¿Nos empaqueta la comida para llevar?” — Un visita inolvidable

**Diario de un hombre**

A veces la vida te sorprende con situaciones tan absurdas que te dejan preguntándote si fue broma o realidad. La reciente visita de la familia de un compañero de trabajo de mi mujer fue uno de esos momentos que ahora recuerdo con un escalofrío en la espalda y la firme determinación de NO volver a invitar a “gente poco conocida pero simpática” a mi casa.

Vivimos en Valencia. Soy más bien hogareño, y aunque nuestro piso no es grande, tiene alma. Tenemos una hija, Lucía, y con ella cada día es una aventura. Mi mujer es sociable, trabaja en un equipo de proyectos y siempre cuenta historias del trabajo—quién dijo qué, cómo bromeaban, quién cubría a quién. En especial, mencionaba mucho a Javier: un tipo alegre, activo, en apariencia confiable. Ayuda cuando hace falta, cubre turnos, se esfuerza por los compañeros. En fin, mi mujer le tenía estima. Así que cuando un día comentó que Javier y su familia querían pasar por casa, no puse objeciones. Aunque me sorprendió—no éramos cercanos.

Y entonces, una tarde, aparecieron en la puerta: Javier, su esposa Raquel y su hija pequeña. La niña era de la edad de Lucía, y me alegré pensando que podrían jugar. Al principio, todo parecía normal. Raquel me cayó bien—sonriente, agradable… hasta que abrió la boca. Solo hablaba de una cosa: los niños, los niños, los niños. Tienen tres, y según ella, todo el mundo les debe algo: el gobierno debería pagar más, los jefes dar vacaciones cuando pidan, los abuelos cuidar a los nietos día y noche.

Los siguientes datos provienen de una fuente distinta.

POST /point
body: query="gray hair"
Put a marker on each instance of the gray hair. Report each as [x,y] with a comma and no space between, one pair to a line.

Escuchaba y asentía, pero por dentro hervía. Quería preguntarle: “Cuando tuvieron tres, ¿pensaron que otros cargarían con la responsabilidad?” Nosotros tenemos una hija, y sabemos lo que cuesta—económicamente, emocionalmente. Pero ellos tienen tres, y la culpa es de todos menos de ellos: la economía, el ayuntamiento, los abuelos, el colegio… Nunca de quienes decidieron tenerlos.

Me callé. No me gustan las discusiones en casa. Además, las niñas jugaban tranquilas, y mi mujer parecía contenta con la reunión. Como buen anfitrión, preparé todo con esmero—asé un pollo, hice ensaladas, un plato caliente, incluso un pastel casero. Puse la mesa, recibí con una sonrisa. Aunque yo apenas comí. Ellos tampoco, y pensé: “¿Será timidez?”

¡Qué equivocado estaba!

Cuando la cena estaba terminando y ya me alegraba de que sobrara comida—al menos mañana no tendría que cocinar—, Raquel, tras un sorbo de refresco, me soltó sin más:

“Oye, ¿nos lo podrías preparar para llevar? El pollo, las ensaladas… Es que apenas hemos comido para poder llevárnoslo. Este fin de semana no tenemos ganas de cocinar.”

El silencio se hizo en la sala. Me quedé helado. No podía creer que lo dijera en serio. Sin vergüenza. Sin rodeos. ¡Ella realmente esperaba irse con la comida!

Nunca en mi vida había preparado comida para llevar a nadie—no es costumbre aquí. Lo que ofreces en casa es para los invitados. ¿Pero que un invitado te pida llevarse tu cena? ¡Y encima como si fuera lo más normal!

Miré a mi mujer. Bajó la vista. Sabía lo incómodo que era. Forcé una sonrisa y dije:

“¿Para llevar? Bueno… no tengo tuppers, solo bolsas…”

Raquel asintió entusiasmada. Javier prefirió no hablar. Empaqué las sobras en dos bolsas, se las di, y mientras, solo una idea resonaba en mi cabeza: *nunca más*.

Cuando se marcharon, mi mujer dijo:

“Bueno, supongo que es lo que ella está acostumbrada… Tres niños, poco tiempo…”

Yo solo me reí amargamente:

“Sabes qué, me da igual a qué esté acostumbrada. Pero yo no me acostumbraré jamás a invitados así.”

Desde aquella noche, mi puerta está cerrada para quienes vienen con las manos vacías y expectativas altas. Sobre todo, para los que ven mi cocina como un restaurante gratuito.

**Lección aprendida:** La generosidad es virtud, pero hay quien la confunde con obligación. Y a esos, ni agua.